Beyond papers, I love building the full stack with my hands — capture studios, sensors, and the systems that power the datasets above.

	DailyCap Studio: Built from Scratch A multi-view capture studio (42 Z-CAM + 16 OptiTrack) at ShanghaiTech that I built from scratch as the first student on the project — from frame design and camera layout to synchronization, calibration, and the full capture pipeline.

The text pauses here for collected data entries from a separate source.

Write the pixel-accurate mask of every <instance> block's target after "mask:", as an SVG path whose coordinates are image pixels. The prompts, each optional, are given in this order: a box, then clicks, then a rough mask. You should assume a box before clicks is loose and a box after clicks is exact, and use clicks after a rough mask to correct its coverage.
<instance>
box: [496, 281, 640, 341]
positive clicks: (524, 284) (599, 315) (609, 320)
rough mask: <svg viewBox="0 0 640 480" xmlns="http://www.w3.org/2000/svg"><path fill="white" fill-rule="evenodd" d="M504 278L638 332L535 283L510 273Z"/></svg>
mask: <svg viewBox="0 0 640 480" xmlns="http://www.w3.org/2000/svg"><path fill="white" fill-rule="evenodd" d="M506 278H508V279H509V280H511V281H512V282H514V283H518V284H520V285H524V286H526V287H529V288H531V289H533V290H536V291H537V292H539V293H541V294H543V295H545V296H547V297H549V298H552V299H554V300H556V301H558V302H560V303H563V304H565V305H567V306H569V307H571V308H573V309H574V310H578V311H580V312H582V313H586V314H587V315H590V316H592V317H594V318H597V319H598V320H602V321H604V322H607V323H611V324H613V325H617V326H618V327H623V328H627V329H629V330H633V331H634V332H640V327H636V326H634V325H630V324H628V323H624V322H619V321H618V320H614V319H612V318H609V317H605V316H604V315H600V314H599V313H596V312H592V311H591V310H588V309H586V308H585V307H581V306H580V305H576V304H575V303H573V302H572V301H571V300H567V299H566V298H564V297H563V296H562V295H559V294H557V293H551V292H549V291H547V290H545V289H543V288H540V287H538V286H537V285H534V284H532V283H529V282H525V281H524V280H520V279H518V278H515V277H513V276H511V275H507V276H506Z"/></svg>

	HOI-X Studio A hybrid interaction-capture rig combining side-view sensing (12 Z-CAM E2 + 8 OptiTrack) with egocentric sensing (Pupil Core eye tracker + RealSense D455) for fine-grained human-object interaction capture.
	NeuralDome Studio: 76 Z-CAM + 16 Vicon I maintained and operated the ShanghaiTech multi-view dome with over 100 cameras, powering large-scale human-object interaction datasets including NeuralDome (CVPR 2023) and HOI-M3 (CVPR 2024).
	Franka FR3 Robot Arm Platform I built a Franka FR3 manipulation platform from scratch in the lab at Stanford — fabricating the mobile stand from raw aluminum extrusions, assembling and calibrating the arm, and setting up the gripper, wrist-mounted camera, and control stack.
	Wireless IMU Sensors Designed from Scratch I led a small team to design custom wireless IMUs (ESP32/Nordic + 9-axis sensing over Bluetooth/Wi-Fi), embedded into objects and clothing — including a flexible-PCB version thin enough to be worn directly on the face for facial capture.